2. O “mundo” do texto

  • A noção de mundo do texto nasce da reflexão sobre a função referencial dos discursos não descritivos, como poemas e narrativas, especialmente em A metáfora viva e Tempo e narrativa.
  • A literatura torna manifesta uma tensão constitutiva da linguagem entre sua tendência a exilar-se do mundo em sua autonomia estruturante e sua capacidade de descobrir e transformar a realidade humana.
  • A dificuldade central consiste em pensar o retorno do signo à coisa no nível do enunciado metafórico e da narrativa.
  • Na poesia e no relato de ficção, a inovação semântica parece eclipsar a referência ao mundo, pois a produção de novo sentido cria novos seres de discurso.
  • A metáfora viva nasce da aproximação inédita entre campos semânticos incompatíveis, produzindo uma centelha de sentido que obriga a ver uma realidade por meio de outra.
  • A narrativa produz uma inovação semelhante pela composição da intriga, que sintetiza acontecimentos, intenções, causas, acasos e temporalidades dispersas numa configuração unificada.
  • A intriga narrativa corresponde, no domínio do relato, à predicação insólita da metáfora, pois ambas produzem sentido novo por síntese do heterogêneo.
  • O mundo do texto é a contrapartida da inovação semântica, pois a criatividade da linguagem poética e narrativa amplia sua potência de abertura ao mundo.
  • A referência metafórica suspende a referência descritiva de primeiro grau para fazer emergir uma referência de segundo grau, entendida como redescrição do mundo.
  • A teoria da metáfora deixa em aberto a questão de saber se é a linguagem que refere ou o falante que, ao falar metaforicamente, se refere obliquamente ao mundo.
  • Tempo e narrativa retoma o problema da referência como passagem da configuração interna do relato à refiguração do mundo real do leitor.
  • A Poética de Aristóteles legitima essa passagem ao atribuir ao muthos uma função mimética em relação ao mundo da ação, sem reduzir a mimese a cópia ou reprodução.
  • A mimese narrativa reorganiza a ação humana num nível mais elevado de significância e eficácia, exigindo mediações entre configuração do relato e refiguração da práxis.

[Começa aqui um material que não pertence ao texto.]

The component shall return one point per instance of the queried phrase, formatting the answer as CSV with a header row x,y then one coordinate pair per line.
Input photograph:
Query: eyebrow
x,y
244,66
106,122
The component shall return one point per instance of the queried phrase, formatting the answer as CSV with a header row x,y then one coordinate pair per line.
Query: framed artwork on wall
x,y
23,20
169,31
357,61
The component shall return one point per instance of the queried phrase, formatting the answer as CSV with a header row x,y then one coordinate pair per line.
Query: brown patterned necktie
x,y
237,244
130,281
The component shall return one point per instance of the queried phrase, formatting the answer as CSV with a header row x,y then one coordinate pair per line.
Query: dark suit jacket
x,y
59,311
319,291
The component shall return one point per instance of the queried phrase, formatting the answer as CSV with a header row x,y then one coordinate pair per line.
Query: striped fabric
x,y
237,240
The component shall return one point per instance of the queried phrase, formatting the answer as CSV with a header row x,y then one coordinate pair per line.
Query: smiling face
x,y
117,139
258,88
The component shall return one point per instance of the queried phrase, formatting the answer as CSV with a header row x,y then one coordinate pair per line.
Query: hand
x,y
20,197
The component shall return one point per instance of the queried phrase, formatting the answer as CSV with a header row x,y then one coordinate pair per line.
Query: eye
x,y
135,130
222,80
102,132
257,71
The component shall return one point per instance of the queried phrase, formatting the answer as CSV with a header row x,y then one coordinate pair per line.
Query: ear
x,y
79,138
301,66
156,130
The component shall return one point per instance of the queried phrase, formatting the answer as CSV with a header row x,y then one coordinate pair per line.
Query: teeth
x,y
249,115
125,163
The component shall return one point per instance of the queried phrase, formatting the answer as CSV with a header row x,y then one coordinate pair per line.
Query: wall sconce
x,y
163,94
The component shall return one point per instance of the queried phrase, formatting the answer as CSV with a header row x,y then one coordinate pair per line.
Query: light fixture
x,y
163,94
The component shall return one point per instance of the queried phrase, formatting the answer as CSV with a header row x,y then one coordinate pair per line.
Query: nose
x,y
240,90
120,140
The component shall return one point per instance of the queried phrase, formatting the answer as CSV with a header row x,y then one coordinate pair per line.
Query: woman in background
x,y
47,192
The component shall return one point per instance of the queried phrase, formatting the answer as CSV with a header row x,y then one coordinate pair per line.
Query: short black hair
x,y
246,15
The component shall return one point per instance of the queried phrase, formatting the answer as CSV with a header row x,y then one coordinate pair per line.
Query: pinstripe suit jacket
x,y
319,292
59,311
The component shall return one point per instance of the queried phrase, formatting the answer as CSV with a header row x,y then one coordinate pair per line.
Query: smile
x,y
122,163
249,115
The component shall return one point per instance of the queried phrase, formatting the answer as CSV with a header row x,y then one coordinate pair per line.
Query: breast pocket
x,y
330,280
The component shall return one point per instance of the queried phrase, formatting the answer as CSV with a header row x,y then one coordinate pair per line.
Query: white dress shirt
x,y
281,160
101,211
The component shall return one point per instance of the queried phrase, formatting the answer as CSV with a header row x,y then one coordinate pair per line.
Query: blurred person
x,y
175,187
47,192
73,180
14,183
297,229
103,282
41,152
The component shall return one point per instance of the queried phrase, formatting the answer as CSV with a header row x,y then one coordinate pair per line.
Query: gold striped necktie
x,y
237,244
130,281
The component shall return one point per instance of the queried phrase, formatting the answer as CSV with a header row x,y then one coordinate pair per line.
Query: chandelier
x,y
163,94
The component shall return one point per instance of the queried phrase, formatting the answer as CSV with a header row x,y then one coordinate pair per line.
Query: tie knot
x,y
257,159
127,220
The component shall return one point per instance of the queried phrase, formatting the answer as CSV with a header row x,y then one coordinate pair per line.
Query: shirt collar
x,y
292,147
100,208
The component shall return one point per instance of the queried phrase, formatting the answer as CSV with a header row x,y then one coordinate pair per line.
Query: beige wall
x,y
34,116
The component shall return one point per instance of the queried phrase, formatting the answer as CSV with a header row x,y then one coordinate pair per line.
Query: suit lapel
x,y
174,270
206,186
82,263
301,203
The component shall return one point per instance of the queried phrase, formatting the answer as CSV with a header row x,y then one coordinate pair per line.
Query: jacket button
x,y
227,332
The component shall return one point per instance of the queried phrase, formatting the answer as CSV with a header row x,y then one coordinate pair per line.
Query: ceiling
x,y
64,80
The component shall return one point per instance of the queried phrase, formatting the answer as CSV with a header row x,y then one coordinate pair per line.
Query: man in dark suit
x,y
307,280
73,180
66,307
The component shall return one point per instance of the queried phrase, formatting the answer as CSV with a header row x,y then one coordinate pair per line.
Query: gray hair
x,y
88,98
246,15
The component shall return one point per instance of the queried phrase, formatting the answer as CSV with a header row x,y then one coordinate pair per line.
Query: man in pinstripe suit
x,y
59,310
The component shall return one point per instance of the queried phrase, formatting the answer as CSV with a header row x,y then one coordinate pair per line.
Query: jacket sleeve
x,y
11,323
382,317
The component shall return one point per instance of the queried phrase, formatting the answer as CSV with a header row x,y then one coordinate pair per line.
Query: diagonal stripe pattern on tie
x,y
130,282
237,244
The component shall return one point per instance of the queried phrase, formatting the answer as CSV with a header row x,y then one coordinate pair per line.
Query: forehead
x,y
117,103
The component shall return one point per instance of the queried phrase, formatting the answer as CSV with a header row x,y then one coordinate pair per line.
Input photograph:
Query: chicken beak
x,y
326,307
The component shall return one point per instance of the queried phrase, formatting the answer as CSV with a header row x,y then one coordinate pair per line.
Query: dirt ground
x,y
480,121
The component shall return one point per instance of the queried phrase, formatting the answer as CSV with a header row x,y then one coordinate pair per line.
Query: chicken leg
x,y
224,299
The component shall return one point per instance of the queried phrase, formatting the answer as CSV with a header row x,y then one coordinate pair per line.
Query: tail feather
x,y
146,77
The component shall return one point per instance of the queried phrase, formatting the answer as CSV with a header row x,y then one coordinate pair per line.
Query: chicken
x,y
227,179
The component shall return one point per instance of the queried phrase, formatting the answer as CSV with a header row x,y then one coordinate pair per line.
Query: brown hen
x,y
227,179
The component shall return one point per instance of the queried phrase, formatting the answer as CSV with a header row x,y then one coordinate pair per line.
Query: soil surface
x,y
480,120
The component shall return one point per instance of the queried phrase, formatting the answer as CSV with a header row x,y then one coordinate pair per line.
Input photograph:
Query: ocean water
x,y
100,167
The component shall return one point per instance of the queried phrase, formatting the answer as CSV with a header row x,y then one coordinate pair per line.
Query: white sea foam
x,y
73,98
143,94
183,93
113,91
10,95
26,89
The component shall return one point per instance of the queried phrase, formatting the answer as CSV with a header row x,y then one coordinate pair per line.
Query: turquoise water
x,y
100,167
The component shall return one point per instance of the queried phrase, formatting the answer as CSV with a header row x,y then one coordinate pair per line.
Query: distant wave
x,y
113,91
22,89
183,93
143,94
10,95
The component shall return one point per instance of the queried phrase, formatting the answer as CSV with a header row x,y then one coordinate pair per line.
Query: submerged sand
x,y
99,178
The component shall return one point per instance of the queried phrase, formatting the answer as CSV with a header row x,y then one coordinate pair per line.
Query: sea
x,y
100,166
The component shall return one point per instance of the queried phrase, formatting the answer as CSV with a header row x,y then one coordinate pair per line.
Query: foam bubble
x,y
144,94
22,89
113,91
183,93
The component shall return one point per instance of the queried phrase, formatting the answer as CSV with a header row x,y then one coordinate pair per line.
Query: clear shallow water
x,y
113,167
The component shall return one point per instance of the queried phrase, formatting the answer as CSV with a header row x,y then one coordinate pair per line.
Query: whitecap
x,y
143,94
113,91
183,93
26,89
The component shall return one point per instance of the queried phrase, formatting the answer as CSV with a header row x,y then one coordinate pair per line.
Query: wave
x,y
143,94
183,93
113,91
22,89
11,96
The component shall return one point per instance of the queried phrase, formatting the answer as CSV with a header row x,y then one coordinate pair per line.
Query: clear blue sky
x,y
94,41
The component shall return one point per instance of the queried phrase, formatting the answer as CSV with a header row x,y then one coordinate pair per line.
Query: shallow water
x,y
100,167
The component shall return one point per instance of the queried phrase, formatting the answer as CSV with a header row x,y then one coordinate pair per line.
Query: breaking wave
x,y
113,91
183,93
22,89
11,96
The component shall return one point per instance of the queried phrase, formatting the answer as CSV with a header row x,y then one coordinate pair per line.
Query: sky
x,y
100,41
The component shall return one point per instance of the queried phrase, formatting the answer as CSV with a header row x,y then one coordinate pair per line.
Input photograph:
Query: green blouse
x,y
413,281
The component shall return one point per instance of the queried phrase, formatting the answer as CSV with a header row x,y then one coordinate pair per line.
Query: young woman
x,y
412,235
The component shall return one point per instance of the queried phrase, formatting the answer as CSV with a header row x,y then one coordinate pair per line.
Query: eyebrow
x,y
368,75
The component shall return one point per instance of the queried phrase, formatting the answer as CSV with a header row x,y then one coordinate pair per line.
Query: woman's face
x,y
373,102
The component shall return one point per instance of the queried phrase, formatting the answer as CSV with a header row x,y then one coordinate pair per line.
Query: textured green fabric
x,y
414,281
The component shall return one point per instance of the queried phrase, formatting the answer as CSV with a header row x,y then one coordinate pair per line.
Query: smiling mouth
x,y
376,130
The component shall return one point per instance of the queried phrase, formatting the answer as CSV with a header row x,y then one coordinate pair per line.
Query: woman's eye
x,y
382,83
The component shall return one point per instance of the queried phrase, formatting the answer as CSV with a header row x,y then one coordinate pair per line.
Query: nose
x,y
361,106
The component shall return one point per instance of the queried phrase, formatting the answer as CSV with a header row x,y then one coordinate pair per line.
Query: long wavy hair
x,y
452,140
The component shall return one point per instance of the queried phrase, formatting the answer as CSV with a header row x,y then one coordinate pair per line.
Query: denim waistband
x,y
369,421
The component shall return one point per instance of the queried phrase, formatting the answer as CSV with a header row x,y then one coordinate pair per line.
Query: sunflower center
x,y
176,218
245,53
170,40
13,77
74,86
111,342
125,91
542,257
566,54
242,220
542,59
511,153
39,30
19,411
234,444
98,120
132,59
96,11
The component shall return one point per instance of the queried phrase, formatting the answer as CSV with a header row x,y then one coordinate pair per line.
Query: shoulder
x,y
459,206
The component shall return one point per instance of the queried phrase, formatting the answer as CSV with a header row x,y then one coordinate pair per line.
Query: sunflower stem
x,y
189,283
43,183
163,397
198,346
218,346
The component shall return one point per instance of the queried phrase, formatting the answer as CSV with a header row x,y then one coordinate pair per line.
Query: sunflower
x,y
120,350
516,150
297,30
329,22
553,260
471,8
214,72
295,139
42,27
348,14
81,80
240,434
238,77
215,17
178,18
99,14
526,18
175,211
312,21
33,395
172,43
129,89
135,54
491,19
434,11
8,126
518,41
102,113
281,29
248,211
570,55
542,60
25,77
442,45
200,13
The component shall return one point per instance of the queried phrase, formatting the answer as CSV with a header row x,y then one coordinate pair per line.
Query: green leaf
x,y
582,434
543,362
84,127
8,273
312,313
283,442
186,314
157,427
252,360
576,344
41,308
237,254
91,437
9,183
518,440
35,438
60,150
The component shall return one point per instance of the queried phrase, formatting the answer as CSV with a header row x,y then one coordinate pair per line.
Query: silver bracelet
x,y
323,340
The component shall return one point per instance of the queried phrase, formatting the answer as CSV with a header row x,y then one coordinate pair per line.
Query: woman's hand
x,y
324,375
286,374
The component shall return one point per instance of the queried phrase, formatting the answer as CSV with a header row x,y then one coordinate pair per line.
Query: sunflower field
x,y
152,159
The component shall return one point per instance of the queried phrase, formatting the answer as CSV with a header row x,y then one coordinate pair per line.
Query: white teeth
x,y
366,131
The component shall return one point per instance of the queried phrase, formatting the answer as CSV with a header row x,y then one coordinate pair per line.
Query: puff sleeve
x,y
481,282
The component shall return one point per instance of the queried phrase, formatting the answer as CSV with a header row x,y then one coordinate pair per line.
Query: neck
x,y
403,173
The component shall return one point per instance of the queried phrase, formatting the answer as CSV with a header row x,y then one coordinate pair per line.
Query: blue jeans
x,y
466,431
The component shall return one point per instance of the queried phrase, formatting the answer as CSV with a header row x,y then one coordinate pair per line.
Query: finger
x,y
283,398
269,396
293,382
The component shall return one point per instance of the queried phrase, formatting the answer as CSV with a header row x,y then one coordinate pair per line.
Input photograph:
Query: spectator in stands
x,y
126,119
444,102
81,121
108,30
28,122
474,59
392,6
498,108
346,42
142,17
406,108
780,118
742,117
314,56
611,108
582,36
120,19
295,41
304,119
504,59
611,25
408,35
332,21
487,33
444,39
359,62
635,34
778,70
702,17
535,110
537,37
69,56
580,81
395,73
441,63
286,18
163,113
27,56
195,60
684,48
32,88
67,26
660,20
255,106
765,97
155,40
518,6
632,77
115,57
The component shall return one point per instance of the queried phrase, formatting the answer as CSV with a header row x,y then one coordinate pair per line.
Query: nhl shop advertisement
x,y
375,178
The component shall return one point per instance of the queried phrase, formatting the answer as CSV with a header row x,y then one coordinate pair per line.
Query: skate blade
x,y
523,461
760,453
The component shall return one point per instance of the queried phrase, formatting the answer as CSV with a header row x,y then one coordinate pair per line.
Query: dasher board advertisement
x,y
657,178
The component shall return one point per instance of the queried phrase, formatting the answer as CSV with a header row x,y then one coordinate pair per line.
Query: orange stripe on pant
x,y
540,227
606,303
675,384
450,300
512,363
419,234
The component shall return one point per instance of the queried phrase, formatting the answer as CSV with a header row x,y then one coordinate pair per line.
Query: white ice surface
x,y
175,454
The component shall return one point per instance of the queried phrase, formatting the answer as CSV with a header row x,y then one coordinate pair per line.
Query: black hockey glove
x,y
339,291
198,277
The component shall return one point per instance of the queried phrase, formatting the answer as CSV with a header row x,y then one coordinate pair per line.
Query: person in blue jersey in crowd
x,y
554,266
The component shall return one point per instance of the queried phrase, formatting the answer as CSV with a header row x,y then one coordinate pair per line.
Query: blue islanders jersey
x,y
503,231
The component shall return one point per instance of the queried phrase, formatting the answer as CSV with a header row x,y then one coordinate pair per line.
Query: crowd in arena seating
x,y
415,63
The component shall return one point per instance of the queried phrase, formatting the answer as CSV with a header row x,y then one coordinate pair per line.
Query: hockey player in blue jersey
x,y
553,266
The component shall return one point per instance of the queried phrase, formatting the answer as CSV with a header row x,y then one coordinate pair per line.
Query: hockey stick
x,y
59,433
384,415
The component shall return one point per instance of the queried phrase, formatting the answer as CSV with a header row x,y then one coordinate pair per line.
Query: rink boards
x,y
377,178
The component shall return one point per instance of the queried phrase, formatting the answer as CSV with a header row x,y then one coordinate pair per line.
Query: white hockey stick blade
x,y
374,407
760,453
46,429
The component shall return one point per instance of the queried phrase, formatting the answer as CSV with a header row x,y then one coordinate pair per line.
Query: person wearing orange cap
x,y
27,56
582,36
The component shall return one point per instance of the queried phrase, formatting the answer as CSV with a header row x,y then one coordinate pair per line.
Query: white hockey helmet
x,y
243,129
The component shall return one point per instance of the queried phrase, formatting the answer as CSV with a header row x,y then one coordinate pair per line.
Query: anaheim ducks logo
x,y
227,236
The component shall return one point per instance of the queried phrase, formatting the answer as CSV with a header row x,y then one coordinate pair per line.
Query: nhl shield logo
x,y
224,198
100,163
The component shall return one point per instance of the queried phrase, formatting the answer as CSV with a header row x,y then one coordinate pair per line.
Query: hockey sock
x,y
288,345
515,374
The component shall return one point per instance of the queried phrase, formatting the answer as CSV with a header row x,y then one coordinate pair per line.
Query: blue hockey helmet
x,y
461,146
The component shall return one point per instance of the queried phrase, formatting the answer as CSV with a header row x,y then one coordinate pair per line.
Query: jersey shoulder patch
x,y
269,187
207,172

  • A primeira mediação é o mundo do texto, entendido como mundo possível projetado diante da obra, onde o leitor pode habitar imaginativamente e realizar seus possíveis.
  • O leitor não se apropria da intenção perdida do autor, mas do mundo aberto diante do texto, que constitui o verdadeiro fora-do-texto da obra.
  • A segunda mediação é a aporética do tempo, pois a experiência humana do tempo enfrenta paradoxos que a especulação não resolve sozinha.
  • A narrativa oferece uma resposta poética à aporética do tempo, não eliminando seus paradoxos, mas tornando-os produtivos por meio de uma articulação narrativa da experiência temporal.
  • A terceira mediação é o ato de leitura, pelo qual o leitor real cruza o mundo possível do texto com seu próprio mundo real.
  • A leitura envolve o confronto entre a estratégia persuasiva do autor, disfarçada pela voz do narrador, e a estratégia ativa do leitor, feita de jogo, suspeita, rejeição e apropriação distanciada.